Sempre gostei de passear à beira-mar. Sentir o sol, o mar, a areia e a brisa que refresca nos dias quentes. Depois da minha conversão tornou-se um lugar especial. É certo que a minha vida não permite passear tanto como queria. Afinal tenho a minha comunidade, a minha cela, os meus sermões, as pessoas que me procuram... Mas preciso da beira-mar. Sobretudo quando tenho mais dificuldades. Sempre fui um homem de estudo, primeiro profano, agora religioso. E, quer queiramos quer não, as coisas de Deus são mais fáceis de viver do que entender. E há lugares escondidos onde a minha mente nunca chegará.
Mas a história que vos quero contar passou-se, exactamente, à beira-mar.
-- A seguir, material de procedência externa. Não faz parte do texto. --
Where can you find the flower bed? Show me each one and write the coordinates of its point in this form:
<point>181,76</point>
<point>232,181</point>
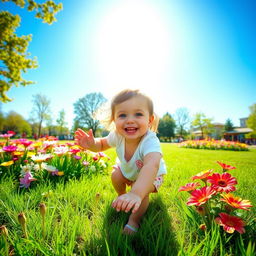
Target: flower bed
<point>212,200</point>
<point>214,144</point>
<point>32,162</point>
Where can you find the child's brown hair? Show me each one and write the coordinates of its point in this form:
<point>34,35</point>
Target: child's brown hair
<point>128,94</point>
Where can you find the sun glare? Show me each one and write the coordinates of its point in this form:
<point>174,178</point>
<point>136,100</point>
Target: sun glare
<point>132,47</point>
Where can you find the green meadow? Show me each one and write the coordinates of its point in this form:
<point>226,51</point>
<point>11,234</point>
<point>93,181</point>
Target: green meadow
<point>80,221</point>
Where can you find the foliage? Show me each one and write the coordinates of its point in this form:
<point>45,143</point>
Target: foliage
<point>251,122</point>
<point>182,119</point>
<point>86,108</point>
<point>13,49</point>
<point>40,110</point>
<point>79,219</point>
<point>214,144</point>
<point>214,202</point>
<point>203,123</point>
<point>43,160</point>
<point>166,127</point>
<point>61,121</point>
<point>229,125</point>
Pediram-me que escrevesse sobre o mistério da Santíssima Trindade. Um pedido exigente mas necessário. As heresias andam por aí e não podemos deixar que elas alastrem. Isto de andar a dizer que temos três deuses, ou que o Filho ao encarnar deixou de ser Deus não se pode admitir. Percebi que seria uma empresa muito difícil. No entanto aceitei o desafio. Afinal, apesar de ser um cristão tardio tinha tido um bom mestre que me ajudou na conversão e que me tinha dado mais do que o suficiente para poder fortalecer a minha fé. Comecei a ler o pouco que já havia sobre o tema. As Escrituras não diziam muito, a literatura era de difícil entendimento. Como explicar que há um só Deus em três pessoas distintas...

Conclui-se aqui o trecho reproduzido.